A little more than half (54.4 percent) of those most likely to have benefits -- full-time, full-year wage and salary workers ages 21 to 64 -- participated in a retirement plan in 2009, down 6 percentage points from the high of 60.4 percent registered in 1999.
The rate of employers sponsoringretirement plans also dropped in 2009 to 61.8 percent for full-time, full-year wage and salary workers, down almost 8 percentage points from the high of 69.4 percent measured in 1999.
EBRI notes that the downward trend in retirement plan participation is likely to continue in 2010, since the unemployment rate this year has remained higher than the rate before the economic downturn in 2008, and because many large private-sector employers have frozen their traditional defined benefit pension plans.
"This trend has important implications for workers, since having more opportunities to participate in an employment-based retirement plan greatly increases the amount of money a retiree is likely to have in retirement," says Craig Copeland, senior research associate at EBRI and author of the study.
According to the EBRI report, a key factor in whether this trend turns around is how employers and workers will respond to the automatic enrollment provisions for 401(k) retirement plans, which were encouraged by the Pension Protection Act of 2006 that went into effect during the economic downturn of 2008.
EBRI's report, "Employment-Based Retirement Plan Participation: Geographic Differences and Trends, 2009," is based on the Census Bureau's March 2010 Current Population Survey, the most recent data available (for 2009). The full report is published as the October EBRI Issue Brief and is available online at www.ebri.org
Among the report's key findings:
- Sponsorship Rate: Among full-time, full-year wage and salary workers ages 21 to 64 (those with the strongest connection to the work force), 61.8 percent worked for an employer or union that sponsored a plan. This is down almost a percentage point from 2008 and is almost 8 percentage points lower than the sponsorship high point of 69.4 percent measured in 1999. Among all workers, 49.3 percent worked for an employer that sponsored a retirement plan in 2009--the first time since 1990 the sponsorship rate has dropped below 50 percent.

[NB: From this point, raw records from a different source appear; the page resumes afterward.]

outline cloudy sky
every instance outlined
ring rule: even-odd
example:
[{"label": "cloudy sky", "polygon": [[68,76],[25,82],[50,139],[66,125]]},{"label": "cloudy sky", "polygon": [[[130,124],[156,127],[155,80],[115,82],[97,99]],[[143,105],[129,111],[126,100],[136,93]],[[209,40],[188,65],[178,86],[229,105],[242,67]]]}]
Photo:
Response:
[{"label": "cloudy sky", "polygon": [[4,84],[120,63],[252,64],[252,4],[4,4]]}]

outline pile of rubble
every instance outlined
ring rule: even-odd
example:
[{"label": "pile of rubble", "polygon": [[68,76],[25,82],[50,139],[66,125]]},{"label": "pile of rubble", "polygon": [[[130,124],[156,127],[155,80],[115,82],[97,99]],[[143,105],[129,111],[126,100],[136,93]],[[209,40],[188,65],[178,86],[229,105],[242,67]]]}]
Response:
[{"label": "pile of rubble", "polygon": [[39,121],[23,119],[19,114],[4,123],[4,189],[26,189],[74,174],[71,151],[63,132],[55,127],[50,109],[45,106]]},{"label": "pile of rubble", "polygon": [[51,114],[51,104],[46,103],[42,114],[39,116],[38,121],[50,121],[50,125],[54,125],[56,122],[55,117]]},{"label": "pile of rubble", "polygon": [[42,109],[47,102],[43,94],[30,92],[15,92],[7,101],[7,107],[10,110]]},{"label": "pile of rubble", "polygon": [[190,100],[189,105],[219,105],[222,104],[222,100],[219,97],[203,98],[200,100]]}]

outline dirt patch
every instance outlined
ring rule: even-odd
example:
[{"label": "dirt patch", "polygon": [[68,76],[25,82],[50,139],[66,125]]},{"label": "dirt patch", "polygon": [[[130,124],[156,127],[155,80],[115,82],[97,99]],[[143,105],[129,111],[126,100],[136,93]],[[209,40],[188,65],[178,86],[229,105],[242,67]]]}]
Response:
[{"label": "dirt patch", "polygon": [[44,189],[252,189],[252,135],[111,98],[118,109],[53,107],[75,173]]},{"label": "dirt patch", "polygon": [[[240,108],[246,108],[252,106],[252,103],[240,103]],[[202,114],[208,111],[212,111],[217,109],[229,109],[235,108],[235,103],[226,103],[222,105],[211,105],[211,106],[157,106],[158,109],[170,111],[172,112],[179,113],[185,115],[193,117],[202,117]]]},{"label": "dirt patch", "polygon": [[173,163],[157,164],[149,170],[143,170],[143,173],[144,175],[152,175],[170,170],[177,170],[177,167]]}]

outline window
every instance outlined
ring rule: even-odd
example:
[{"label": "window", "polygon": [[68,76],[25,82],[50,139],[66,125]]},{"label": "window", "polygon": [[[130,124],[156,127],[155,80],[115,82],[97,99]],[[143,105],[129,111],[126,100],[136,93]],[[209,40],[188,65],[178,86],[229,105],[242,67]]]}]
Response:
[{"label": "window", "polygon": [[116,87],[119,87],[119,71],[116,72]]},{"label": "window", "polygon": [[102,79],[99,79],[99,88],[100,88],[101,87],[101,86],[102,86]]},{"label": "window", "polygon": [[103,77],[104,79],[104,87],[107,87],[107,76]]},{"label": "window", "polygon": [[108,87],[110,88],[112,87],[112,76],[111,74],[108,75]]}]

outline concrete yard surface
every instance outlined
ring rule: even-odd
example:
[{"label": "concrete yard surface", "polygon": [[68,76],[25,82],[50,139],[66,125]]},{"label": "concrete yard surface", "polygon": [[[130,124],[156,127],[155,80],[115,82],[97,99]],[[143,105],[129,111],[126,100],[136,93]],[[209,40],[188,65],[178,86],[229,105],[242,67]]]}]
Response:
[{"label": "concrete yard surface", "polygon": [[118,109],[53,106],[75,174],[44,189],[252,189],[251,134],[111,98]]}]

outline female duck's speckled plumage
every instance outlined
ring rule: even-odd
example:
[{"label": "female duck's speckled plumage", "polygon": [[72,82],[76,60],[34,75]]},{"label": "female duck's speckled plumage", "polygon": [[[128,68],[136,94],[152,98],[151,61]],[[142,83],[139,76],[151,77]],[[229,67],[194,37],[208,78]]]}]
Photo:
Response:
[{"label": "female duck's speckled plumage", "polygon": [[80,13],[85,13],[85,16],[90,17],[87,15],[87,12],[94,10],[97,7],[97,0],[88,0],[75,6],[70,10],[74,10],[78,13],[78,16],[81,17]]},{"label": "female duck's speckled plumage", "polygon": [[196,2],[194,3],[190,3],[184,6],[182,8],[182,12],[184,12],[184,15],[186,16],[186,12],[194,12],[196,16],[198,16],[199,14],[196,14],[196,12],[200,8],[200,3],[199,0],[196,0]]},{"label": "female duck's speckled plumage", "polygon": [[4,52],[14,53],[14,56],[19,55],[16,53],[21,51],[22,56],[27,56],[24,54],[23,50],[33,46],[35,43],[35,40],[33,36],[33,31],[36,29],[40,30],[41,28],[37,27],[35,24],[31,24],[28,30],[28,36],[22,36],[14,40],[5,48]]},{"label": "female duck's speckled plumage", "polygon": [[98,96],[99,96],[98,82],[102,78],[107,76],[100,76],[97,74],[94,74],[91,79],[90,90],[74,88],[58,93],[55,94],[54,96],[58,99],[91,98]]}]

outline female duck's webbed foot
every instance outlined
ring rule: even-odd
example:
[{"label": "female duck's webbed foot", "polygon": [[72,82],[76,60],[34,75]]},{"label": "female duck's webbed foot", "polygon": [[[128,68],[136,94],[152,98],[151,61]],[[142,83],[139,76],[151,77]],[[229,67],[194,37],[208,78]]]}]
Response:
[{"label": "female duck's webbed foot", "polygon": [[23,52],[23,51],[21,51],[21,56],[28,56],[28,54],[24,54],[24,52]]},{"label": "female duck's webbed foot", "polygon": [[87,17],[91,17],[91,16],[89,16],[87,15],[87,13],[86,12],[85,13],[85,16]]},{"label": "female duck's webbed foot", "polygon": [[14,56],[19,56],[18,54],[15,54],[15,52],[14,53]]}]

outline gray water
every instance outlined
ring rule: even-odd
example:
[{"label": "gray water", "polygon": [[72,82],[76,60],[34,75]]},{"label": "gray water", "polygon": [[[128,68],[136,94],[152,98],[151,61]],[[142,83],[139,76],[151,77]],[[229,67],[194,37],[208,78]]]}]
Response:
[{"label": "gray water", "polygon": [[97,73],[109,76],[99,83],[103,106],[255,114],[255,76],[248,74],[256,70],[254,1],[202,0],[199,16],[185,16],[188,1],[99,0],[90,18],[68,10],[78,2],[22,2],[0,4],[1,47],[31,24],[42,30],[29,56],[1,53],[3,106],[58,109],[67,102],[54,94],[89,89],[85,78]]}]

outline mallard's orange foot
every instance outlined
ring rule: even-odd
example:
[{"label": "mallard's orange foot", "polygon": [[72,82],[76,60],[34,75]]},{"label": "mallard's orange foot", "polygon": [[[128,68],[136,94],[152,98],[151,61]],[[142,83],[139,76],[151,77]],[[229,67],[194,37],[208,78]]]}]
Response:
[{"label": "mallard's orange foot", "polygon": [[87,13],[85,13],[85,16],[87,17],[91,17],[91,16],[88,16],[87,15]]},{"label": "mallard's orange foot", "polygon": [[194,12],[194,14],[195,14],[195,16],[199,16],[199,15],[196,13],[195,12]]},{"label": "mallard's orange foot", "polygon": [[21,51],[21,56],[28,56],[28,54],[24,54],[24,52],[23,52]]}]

- Participation Level: Among full-time, full-year wage and salary workers ages 21 to 64, 54.4 percent participated in a retirement plan in 2009.

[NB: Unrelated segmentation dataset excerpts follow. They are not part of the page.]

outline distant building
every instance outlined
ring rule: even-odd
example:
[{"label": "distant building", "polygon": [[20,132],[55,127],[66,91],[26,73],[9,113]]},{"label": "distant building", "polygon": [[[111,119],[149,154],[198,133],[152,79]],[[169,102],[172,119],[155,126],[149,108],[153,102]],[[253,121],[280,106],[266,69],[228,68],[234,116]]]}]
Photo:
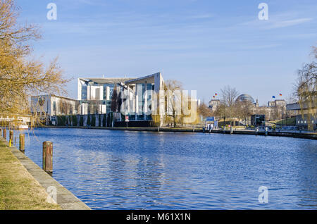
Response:
[{"label": "distant building", "polygon": [[[303,105],[301,108],[299,103],[289,104],[286,105],[286,110],[295,115],[296,125],[302,128],[306,129],[308,127],[309,123],[312,124],[312,127],[314,130],[317,127],[317,106],[310,108],[311,111],[314,111],[309,118],[307,115],[308,107],[306,105]],[[301,111],[303,111],[303,114]]]},{"label": "distant building", "polygon": [[286,101],[284,99],[275,99],[273,101],[268,101],[268,107],[277,107],[277,106],[285,107]]},{"label": "distant building", "polygon": [[251,125],[254,127],[266,125],[266,116],[263,114],[254,114],[251,116]]},{"label": "distant building", "polygon": [[31,113],[37,116],[77,114],[77,100],[54,94],[31,97]]},{"label": "distant building", "polygon": [[217,107],[219,106],[220,101],[219,99],[211,99],[209,103],[209,107],[211,111],[216,111]]},{"label": "distant building", "polygon": [[77,101],[74,99],[54,94],[31,97],[31,113],[46,125],[55,125],[56,116],[77,113]]},{"label": "distant building", "polygon": [[251,102],[252,104],[255,104],[254,99],[252,98],[252,97],[251,97],[250,95],[247,94],[243,94],[240,95],[237,99],[236,101],[249,101],[250,102]]}]

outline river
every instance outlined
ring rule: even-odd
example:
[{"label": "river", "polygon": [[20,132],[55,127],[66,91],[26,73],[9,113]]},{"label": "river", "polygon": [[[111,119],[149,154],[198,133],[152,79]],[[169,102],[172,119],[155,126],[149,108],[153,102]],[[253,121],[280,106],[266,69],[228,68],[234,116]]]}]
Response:
[{"label": "river", "polygon": [[[38,128],[25,154],[92,209],[316,209],[317,142],[208,133]],[[259,188],[268,189],[260,203]]]}]

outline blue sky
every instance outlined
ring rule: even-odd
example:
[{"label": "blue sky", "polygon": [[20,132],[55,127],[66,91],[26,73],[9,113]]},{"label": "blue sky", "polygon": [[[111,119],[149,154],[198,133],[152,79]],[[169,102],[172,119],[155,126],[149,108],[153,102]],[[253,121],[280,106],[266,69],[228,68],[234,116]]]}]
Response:
[{"label": "blue sky", "polygon": [[[57,5],[49,20],[46,6]],[[268,5],[260,20],[258,6]],[[77,98],[77,77],[139,77],[163,70],[208,102],[225,85],[266,104],[292,91],[317,44],[317,1],[17,0],[20,21],[38,24],[34,55],[56,56]]]}]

- Trend: While the 2009 participation level for this full-time, full-year group is little changed from 54.8 percent in 2008, it marks the second straight annual decline and down almost 6 percentage points from the high of 60.4 percent in 1999. Among all workers (including those who are not offered a retirement plan at work), 39.6 percent participated in a retirement plan in 2009, the first time in 15 years it has dropped below 40 percent.

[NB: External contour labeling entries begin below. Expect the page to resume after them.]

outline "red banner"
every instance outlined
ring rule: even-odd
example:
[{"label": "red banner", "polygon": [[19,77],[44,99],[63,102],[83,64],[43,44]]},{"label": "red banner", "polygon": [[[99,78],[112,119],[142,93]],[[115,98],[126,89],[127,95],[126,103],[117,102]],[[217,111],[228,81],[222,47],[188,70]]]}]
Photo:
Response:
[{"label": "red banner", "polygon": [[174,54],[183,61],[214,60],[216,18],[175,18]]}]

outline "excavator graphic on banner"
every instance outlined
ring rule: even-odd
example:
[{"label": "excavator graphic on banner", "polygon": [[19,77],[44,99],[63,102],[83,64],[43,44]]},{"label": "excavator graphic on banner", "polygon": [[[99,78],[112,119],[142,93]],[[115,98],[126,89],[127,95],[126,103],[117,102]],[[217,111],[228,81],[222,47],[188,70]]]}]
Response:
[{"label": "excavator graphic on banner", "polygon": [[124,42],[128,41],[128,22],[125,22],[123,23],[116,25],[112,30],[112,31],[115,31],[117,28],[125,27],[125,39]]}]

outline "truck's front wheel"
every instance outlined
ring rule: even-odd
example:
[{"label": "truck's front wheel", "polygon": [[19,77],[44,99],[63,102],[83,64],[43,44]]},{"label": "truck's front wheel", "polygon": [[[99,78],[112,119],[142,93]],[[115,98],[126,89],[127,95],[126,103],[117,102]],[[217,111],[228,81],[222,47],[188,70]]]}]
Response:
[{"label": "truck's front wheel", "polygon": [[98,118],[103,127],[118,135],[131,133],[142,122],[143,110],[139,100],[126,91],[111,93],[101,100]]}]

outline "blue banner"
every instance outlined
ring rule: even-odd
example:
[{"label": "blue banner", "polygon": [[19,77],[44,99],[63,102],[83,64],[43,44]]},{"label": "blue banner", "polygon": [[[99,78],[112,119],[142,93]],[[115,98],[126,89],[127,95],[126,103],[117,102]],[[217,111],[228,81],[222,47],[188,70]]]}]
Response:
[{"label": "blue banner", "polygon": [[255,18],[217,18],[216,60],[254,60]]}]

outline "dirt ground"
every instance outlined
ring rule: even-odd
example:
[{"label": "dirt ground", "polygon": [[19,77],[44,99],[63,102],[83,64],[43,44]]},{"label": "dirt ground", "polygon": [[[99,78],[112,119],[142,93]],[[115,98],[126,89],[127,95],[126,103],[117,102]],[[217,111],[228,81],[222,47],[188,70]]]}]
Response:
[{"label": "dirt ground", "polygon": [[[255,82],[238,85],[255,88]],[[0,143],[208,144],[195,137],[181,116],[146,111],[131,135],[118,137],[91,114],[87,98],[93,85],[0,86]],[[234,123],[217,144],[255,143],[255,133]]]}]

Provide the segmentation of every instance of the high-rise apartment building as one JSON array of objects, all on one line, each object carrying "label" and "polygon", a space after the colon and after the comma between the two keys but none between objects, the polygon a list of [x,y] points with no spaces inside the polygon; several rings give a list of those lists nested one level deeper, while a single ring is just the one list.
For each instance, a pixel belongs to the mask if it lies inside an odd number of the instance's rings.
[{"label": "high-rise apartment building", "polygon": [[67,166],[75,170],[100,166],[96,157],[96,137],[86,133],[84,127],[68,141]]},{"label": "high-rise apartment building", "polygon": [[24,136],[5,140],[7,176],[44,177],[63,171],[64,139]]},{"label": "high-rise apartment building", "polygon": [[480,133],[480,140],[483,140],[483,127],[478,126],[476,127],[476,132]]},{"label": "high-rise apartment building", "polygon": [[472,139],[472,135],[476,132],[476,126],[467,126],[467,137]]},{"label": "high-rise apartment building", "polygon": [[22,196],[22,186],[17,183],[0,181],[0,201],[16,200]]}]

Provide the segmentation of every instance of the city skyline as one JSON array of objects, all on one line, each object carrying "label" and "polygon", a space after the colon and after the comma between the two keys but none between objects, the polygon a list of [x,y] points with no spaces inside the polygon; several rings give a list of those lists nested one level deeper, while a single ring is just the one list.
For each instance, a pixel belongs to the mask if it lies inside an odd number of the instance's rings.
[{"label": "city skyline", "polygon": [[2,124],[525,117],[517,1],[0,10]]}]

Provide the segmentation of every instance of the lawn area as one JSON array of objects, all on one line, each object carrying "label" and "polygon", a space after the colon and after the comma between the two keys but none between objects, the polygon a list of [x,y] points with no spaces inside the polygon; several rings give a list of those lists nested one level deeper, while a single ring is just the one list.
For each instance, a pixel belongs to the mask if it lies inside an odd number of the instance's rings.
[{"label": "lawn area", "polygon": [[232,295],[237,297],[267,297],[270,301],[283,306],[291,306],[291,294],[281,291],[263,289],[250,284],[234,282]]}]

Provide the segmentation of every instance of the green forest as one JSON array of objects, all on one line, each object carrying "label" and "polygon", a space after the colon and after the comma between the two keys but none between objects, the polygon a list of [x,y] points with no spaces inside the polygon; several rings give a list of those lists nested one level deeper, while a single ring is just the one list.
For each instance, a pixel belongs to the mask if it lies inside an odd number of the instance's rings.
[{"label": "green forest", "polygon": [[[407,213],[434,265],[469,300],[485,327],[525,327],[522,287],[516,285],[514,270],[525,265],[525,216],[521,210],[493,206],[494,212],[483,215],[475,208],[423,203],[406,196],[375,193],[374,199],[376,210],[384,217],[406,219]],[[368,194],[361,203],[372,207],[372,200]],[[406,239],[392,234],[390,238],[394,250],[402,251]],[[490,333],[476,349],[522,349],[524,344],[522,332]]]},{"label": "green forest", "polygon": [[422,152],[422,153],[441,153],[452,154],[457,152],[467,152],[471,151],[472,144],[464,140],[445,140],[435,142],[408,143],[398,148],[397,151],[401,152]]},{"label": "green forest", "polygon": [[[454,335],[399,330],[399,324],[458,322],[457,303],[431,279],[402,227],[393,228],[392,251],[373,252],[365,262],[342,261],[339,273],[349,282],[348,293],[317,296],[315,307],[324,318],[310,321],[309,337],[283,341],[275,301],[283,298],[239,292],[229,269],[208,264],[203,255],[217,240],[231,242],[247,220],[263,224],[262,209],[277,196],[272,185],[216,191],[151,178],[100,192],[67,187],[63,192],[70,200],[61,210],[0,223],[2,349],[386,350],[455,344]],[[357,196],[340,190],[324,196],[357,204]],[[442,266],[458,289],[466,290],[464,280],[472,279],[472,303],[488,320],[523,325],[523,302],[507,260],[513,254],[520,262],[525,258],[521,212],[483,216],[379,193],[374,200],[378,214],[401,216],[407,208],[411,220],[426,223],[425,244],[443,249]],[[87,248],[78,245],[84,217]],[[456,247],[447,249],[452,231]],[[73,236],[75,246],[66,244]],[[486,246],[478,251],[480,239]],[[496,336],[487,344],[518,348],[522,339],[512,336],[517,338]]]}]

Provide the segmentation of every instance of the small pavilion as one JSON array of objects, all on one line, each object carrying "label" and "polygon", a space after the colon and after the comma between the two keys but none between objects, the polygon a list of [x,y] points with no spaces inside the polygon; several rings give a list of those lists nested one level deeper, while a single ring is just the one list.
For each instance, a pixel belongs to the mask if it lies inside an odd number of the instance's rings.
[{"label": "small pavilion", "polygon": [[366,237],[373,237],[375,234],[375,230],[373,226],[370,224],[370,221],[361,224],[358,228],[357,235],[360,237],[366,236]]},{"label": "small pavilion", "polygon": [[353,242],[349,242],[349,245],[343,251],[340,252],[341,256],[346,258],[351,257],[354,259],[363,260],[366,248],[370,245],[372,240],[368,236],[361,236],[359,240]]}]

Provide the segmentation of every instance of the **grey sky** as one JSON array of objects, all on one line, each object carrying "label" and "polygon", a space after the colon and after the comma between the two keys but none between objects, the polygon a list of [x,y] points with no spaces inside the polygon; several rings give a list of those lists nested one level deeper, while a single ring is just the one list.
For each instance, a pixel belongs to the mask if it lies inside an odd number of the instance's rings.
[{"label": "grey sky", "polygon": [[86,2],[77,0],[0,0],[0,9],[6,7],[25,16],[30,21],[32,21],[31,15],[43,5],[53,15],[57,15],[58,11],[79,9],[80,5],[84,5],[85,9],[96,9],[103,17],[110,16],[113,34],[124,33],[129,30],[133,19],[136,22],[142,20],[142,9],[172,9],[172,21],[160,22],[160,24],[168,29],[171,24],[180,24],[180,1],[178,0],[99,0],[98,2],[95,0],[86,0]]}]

- Age: Participation increases with age (61.2 percent for wage and salary workers ages 55 to 64, compared with 30.6 percent for those ages 21 to 24).
- Gender: Among wage and salary workers ages 21 to 64, men had a higher participation level than women, but among full-time, full-year workers, women had a higher percentage participating than men (55.8 percent for women, compared with 53.2 percent for men). Female wage and salary workers' lower probability of participation results from their overall lower earnings and lower rates of full-time work in comparison with males.
- Race: Hispanic wage and salary workers were significantly less likely than both white and black workers to participate in a retirement plan. The gap between the percentages of black and white plan participants that exists overall narrows when compared across earnings levels.
- Geographic differences: Wage and salary workers in the South, West, and Southwest had the lowest participation levels (Florida had the lowest percentage, at 42.9 percent) while the upper Midwest and Northeast had the highest levels (North Dakota had the highest participation level, at 64.2 percent).
- Other factors: White, more highly educated, higher-income, and married workers are more likely to participate than their counterparts.